Kenneth E. Tyler’s printmaking empire gets a scholarly reckoning in New York
At the IFPDA Print Fair in New York, the National Gallery of Australia is using the spotlight to mark a major publishing milestone: the debut of Tyler Graphics: Catalogue Raisonné, 1986–2001, a three-volume record of the workshop founded by Kenneth E. Tyler (b. 1931). The publication arrives alongside a renewed look at the artist’s influence on modern printmaking, from his early Los Angeles ventures to the New York studio that became a magnet for some of the most exacting artists of the late 20th century.
Tyler’s path into the art world began in 1965, when he founded Gemini Ltd in Los Angeles. The workshop became Gemini GEL the following year, and by 1973 Tyler had left to establish Tyler Graphics in New York. That same year, in a moment that proved pivotal for both Tyler and the National Gallery of Australia, the museum acquired 621 prints, rare proofs and related drawings from him after critic Robert Hughes recognized the value of the work and urged the NGA to buy it. Jane Kinsman, the museum’s adjunct curator and editor of the catalogue raisonné, says the acquisition came at a difficult professional moment for Tyler and a formative one for the museum.
James Mollison, the NGA’s inaugural director, saw modern printmaking as a serious artistic field, Kinsman says, and the museum’s holdings grew into what is now the largest collection of Tyler workshop art, research and archival material from 1965 to 2001. Over the next nearly three decades, Tyler Graphics collaborated with artists including Helen Frankenthaler, Roy Lichtenstein, Donald Sultan and Kenneth Noland before closing in 2001.
The workshop’s reputation rested not only on editioned prints but on technical invention.

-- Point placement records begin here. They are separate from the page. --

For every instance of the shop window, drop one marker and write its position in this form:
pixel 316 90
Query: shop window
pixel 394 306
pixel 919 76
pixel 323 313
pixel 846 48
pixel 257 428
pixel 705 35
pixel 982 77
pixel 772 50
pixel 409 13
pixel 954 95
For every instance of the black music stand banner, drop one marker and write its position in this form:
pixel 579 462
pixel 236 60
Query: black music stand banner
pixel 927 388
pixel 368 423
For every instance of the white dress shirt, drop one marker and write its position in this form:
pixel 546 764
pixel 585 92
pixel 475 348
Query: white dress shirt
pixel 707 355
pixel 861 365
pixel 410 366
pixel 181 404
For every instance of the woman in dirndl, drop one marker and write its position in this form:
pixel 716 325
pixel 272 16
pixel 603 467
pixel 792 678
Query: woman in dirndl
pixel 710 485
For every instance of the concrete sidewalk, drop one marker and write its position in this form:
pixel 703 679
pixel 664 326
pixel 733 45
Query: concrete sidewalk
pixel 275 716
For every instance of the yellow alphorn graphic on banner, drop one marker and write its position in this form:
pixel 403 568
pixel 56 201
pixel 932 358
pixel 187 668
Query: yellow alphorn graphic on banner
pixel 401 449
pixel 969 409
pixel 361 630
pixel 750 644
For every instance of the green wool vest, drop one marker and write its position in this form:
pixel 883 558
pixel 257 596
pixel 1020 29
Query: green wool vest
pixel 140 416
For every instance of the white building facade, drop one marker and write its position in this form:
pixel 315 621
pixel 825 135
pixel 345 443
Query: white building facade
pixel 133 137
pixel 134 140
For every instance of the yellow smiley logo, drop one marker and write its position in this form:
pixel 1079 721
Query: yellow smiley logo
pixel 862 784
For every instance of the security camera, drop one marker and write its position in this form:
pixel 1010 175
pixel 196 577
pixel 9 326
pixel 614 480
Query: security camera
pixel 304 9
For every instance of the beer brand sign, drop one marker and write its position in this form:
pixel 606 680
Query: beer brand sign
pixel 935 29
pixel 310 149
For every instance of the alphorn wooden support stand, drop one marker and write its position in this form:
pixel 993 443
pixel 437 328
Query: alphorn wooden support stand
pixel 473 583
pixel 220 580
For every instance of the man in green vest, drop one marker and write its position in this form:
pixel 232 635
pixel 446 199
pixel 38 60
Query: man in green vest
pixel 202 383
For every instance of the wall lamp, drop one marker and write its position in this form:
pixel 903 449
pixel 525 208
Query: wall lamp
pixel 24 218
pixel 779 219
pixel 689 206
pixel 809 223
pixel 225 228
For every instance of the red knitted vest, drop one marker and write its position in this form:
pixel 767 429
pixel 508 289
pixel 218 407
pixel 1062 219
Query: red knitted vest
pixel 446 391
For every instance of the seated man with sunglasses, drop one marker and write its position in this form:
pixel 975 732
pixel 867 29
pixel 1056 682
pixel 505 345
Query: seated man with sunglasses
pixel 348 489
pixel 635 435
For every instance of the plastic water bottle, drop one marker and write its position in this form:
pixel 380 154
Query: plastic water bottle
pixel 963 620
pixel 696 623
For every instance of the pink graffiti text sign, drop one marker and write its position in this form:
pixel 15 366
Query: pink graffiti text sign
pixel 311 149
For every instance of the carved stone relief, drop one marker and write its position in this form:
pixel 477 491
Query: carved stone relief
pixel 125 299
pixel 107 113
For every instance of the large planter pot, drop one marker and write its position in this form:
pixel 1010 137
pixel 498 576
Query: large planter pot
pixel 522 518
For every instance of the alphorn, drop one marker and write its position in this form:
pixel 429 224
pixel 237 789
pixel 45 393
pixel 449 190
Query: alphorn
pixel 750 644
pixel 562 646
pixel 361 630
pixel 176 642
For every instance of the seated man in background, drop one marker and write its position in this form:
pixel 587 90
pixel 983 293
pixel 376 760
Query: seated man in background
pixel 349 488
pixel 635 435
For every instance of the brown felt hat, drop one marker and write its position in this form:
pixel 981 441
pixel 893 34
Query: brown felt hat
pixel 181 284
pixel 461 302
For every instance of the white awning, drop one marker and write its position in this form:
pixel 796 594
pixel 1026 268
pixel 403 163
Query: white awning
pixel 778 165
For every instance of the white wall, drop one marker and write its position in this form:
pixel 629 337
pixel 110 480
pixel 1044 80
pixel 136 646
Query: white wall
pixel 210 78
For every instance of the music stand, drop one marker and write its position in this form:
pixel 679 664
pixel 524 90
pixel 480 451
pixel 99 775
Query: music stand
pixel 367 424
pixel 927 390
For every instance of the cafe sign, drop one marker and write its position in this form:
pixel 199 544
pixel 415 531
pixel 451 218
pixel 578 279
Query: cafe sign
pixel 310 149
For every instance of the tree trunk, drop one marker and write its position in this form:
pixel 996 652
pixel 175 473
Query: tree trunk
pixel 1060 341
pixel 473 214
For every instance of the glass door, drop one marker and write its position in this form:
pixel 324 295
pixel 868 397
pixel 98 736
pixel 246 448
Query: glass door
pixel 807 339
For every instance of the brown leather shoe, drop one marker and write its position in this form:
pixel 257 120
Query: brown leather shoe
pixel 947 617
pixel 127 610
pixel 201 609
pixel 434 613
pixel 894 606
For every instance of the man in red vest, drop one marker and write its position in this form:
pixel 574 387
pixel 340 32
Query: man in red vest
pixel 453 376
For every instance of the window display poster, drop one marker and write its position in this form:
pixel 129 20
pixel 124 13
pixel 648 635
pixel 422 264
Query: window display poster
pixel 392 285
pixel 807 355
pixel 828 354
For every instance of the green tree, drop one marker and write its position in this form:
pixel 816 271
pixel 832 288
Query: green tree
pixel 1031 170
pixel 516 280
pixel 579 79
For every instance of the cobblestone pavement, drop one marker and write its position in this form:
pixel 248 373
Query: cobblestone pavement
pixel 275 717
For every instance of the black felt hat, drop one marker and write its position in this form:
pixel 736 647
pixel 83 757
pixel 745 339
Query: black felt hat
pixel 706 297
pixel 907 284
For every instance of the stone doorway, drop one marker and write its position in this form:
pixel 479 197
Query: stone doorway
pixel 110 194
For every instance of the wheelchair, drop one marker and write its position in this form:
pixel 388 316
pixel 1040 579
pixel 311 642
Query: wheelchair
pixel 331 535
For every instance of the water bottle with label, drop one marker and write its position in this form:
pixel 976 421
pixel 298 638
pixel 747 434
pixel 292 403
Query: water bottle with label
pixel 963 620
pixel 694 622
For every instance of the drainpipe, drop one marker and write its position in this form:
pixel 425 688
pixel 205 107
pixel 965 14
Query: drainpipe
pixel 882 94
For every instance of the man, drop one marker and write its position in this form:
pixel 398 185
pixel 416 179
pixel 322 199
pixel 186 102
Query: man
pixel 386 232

Warwick Heywood, a curator at the NGA, points to Tyler’s development of pulp-paper works in the mid-1970s, which brought printmaking into closer conversation with painterly and sculptural methods. For Kenneth Noland, that meant tactile tonal works that used paper pulp as an expressive material rather than a neutral support.

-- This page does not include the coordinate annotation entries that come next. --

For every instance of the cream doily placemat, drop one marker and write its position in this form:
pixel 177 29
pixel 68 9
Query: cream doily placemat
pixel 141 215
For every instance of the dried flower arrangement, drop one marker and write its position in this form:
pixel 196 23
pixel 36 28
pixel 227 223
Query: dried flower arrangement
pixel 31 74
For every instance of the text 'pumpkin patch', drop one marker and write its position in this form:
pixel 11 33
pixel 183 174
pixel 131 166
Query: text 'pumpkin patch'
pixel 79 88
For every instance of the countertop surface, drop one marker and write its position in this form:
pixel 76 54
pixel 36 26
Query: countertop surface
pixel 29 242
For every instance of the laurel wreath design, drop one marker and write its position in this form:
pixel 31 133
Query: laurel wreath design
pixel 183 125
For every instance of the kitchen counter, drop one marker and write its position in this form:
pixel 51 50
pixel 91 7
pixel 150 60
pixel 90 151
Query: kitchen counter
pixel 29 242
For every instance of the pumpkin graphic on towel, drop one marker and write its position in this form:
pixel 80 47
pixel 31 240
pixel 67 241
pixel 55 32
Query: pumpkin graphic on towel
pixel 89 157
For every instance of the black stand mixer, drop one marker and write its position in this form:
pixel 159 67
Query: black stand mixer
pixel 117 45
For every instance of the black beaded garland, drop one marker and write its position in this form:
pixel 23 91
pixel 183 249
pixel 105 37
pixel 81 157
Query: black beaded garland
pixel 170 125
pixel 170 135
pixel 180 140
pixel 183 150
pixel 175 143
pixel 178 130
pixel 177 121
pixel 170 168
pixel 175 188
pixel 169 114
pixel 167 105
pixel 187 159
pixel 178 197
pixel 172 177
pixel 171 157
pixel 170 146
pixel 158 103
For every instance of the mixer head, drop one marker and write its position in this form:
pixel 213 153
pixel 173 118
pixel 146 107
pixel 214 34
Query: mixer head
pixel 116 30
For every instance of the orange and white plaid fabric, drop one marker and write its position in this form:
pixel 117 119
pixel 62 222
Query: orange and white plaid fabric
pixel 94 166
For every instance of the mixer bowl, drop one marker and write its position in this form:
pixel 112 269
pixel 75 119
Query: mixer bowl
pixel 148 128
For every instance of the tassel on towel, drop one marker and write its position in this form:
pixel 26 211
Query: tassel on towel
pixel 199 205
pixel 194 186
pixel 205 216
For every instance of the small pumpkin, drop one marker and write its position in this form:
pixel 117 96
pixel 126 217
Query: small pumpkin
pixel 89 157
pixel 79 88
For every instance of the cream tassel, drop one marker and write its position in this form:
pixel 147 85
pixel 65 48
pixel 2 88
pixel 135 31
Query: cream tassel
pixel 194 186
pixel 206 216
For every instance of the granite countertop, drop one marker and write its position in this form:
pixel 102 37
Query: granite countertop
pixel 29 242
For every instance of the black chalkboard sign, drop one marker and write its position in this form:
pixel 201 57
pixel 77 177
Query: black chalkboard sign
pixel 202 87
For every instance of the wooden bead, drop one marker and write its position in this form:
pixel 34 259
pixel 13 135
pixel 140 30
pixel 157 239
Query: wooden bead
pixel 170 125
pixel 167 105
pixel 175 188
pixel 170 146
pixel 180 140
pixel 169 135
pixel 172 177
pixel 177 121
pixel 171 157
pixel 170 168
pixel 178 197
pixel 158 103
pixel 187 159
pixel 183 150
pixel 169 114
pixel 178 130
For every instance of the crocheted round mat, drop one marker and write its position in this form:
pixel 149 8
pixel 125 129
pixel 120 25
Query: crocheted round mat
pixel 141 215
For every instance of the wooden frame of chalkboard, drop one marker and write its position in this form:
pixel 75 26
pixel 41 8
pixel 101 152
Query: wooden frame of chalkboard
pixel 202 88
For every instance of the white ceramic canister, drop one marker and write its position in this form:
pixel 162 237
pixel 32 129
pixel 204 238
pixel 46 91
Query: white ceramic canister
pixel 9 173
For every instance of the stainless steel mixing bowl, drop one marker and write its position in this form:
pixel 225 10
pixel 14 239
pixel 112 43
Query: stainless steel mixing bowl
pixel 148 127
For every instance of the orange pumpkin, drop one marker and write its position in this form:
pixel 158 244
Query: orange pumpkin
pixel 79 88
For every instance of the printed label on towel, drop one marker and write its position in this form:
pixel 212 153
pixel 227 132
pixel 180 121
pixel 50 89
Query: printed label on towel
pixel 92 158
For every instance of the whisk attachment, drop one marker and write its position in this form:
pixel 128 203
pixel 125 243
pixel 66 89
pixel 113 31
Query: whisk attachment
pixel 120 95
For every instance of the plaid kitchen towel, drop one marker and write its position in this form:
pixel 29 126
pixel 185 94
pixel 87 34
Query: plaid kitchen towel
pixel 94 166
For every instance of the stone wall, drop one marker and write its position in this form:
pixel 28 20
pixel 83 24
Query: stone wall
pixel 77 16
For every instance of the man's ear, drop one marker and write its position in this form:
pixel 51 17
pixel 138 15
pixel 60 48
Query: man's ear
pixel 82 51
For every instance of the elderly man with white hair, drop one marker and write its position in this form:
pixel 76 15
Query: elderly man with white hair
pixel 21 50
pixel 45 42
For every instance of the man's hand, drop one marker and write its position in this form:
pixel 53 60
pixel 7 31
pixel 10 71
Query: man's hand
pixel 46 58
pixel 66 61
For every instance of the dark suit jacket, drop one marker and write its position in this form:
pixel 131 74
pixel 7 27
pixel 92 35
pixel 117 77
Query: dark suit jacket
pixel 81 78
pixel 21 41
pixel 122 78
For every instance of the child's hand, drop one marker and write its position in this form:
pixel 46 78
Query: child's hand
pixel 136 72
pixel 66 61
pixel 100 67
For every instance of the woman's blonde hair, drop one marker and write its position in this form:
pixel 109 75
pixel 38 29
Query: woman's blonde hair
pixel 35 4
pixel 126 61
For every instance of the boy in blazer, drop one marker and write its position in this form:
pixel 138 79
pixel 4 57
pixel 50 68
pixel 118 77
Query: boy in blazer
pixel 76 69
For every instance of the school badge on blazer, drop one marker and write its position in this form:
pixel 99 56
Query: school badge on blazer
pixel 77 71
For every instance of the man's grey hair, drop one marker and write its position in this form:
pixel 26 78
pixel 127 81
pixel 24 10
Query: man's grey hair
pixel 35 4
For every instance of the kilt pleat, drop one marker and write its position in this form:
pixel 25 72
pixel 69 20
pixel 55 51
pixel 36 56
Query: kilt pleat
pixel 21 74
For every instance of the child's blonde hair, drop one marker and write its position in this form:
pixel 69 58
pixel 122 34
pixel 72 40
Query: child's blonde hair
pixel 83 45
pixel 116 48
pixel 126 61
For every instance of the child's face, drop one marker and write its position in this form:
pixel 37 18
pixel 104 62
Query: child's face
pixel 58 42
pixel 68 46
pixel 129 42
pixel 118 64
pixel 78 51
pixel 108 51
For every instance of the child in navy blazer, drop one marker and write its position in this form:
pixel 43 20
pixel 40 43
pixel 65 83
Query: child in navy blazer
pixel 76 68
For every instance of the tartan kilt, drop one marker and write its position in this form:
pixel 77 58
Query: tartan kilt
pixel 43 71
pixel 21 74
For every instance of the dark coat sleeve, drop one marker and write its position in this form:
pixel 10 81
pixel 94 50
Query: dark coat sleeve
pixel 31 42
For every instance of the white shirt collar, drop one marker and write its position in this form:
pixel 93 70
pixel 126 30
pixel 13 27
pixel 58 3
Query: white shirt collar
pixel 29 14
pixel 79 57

The catalogue raisonné also makes visible the labor behind the finished works. Nick Mitzevich, the NGA’s director, says the documentation traces proof stages through to the final edition and shows how the workshop helped solve problems and shape each project. Donald Sultan will discuss that legacy with Heywood and scholar J. Cabelle Ahn on April 11 at 4pm, while the NGA’s exhibition Proofs and Processes: The Kenneth Tyler Collection remains on view in Canberra until August 2.
Tyler’s legacy now reads as both technical and institutional: a workshop culture that changed how artists made prints, and a museum collection that preserves the evidence of that process for future study.